To do the test, you use your first morning urine. You need to avoid sexual relations for at least 48 hours before taking the test, and you can’t be taking any hormones, such as progesterone.

The Pink or Blue test is another at-home test developed to determine baby’s gender by examining DNA of the mom-to-be. Research has shown fetal DNA can be found in a mother’s bloodstream. A woman sends a small sample of her blood to the lab, and results of the test (boy or girl) are sent to the parents-to-be. The makers of the product claim the test is 95% accurate and can predict a baby’s sex as early as 6 weeks after conception.

Dad Tip

Are you concerned about sex during pregnancy? You both may have questions, so talk about them together and with your partner’s healthcare provider. Occasionally during a pregnancy you’ll need to avoid intercourse. However, pregnancy is an opportunity for increased closeness and intimacy for you as a couple. Sex can be a positive part of this experience.

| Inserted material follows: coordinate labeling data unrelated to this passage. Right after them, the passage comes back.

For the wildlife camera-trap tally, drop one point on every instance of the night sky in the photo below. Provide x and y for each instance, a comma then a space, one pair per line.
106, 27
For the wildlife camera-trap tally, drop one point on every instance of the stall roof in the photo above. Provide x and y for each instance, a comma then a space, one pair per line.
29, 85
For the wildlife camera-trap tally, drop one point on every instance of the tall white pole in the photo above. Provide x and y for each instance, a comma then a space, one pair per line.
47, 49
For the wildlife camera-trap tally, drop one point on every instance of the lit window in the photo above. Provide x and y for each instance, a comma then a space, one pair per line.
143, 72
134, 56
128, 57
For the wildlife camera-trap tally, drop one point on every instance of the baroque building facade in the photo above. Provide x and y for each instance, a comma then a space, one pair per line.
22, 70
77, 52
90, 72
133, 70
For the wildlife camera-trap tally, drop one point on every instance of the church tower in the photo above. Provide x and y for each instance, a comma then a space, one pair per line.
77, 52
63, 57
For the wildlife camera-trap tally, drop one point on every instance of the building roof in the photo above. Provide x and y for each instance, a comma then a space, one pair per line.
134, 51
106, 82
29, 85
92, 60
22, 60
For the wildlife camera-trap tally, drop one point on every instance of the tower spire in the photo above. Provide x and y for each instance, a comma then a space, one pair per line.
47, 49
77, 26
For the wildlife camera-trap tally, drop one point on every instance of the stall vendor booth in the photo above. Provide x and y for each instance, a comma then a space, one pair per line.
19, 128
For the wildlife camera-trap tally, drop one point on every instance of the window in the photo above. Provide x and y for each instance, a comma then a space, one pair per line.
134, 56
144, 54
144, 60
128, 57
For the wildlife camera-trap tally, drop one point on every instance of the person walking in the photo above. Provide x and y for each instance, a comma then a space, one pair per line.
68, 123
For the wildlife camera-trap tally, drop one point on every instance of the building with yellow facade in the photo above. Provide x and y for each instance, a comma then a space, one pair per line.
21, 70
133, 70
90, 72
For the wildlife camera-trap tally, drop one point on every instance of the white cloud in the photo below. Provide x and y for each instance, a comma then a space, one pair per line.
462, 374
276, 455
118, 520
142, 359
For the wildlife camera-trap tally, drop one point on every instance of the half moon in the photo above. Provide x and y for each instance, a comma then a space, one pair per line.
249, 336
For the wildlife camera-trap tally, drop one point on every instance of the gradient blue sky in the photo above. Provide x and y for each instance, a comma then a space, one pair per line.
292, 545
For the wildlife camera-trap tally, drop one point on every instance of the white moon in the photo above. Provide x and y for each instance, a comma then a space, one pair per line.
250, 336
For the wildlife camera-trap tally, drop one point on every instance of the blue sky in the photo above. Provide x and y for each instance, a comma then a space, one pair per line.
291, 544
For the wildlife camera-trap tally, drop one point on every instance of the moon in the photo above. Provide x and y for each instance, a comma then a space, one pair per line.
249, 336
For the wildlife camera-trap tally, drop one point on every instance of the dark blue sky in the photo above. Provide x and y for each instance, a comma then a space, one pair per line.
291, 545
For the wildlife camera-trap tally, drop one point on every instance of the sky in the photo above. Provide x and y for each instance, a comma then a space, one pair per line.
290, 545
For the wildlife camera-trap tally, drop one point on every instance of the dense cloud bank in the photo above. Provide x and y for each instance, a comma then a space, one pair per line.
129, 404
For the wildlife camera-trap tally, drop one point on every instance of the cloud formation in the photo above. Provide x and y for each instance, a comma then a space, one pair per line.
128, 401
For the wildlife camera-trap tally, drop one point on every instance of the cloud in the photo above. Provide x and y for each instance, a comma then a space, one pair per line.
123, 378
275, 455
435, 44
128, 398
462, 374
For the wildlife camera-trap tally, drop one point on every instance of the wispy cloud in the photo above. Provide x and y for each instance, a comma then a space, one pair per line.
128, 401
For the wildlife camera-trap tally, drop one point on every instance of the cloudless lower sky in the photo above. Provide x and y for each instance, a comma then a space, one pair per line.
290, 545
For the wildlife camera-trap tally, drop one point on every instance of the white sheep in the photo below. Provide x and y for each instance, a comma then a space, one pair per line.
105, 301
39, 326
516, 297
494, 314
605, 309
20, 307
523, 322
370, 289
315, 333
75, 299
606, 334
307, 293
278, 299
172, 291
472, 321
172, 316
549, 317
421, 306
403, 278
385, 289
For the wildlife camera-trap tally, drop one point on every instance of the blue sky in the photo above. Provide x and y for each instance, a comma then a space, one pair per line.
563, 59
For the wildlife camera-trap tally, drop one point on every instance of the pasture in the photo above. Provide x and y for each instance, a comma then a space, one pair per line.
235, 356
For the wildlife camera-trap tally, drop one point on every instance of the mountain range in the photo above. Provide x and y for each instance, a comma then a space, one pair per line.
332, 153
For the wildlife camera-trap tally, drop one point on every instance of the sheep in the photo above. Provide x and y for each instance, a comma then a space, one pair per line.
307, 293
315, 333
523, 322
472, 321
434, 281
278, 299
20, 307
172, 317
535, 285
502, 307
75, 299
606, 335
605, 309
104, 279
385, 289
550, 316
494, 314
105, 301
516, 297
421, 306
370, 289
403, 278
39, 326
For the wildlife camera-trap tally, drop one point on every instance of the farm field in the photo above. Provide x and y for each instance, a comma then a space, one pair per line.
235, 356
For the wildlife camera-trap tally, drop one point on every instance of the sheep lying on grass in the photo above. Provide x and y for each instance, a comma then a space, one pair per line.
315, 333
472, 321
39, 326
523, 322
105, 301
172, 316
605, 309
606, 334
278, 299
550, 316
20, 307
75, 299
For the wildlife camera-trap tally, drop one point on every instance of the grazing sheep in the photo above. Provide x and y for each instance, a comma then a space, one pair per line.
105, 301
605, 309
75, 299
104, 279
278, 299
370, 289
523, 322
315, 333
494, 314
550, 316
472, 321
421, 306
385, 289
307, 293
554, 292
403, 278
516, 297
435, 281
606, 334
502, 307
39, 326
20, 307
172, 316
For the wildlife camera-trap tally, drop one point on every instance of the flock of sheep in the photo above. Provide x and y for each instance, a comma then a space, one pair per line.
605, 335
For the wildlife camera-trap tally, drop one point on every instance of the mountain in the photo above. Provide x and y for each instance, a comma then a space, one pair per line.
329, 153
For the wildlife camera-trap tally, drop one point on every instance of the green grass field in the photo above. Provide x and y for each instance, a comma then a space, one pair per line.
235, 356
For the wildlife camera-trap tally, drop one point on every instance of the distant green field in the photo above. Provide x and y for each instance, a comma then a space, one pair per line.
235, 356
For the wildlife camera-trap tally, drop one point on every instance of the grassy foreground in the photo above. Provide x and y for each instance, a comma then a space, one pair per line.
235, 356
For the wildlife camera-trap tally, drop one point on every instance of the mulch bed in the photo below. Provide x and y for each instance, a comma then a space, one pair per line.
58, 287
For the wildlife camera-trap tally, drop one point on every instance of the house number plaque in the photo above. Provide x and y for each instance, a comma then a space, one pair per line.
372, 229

Some medical authorities are concerned some couples may consider ending a pregnancy because of baby’s sex, based on the result of these tests. If you have questions or concerns, discuss them with your healthcare provider.

16. Exercise for Week 10


Kneel on your hands and knees, with your hands directly below your shoulders and knees directly under your hips. Inhale as you raise your head and gaze forward. Then exhale as you slowly bring your head down, round your back and shoulders and tuck in your tummy. Do 4 times. Stretches back and tummy muscles, and increases flexibility.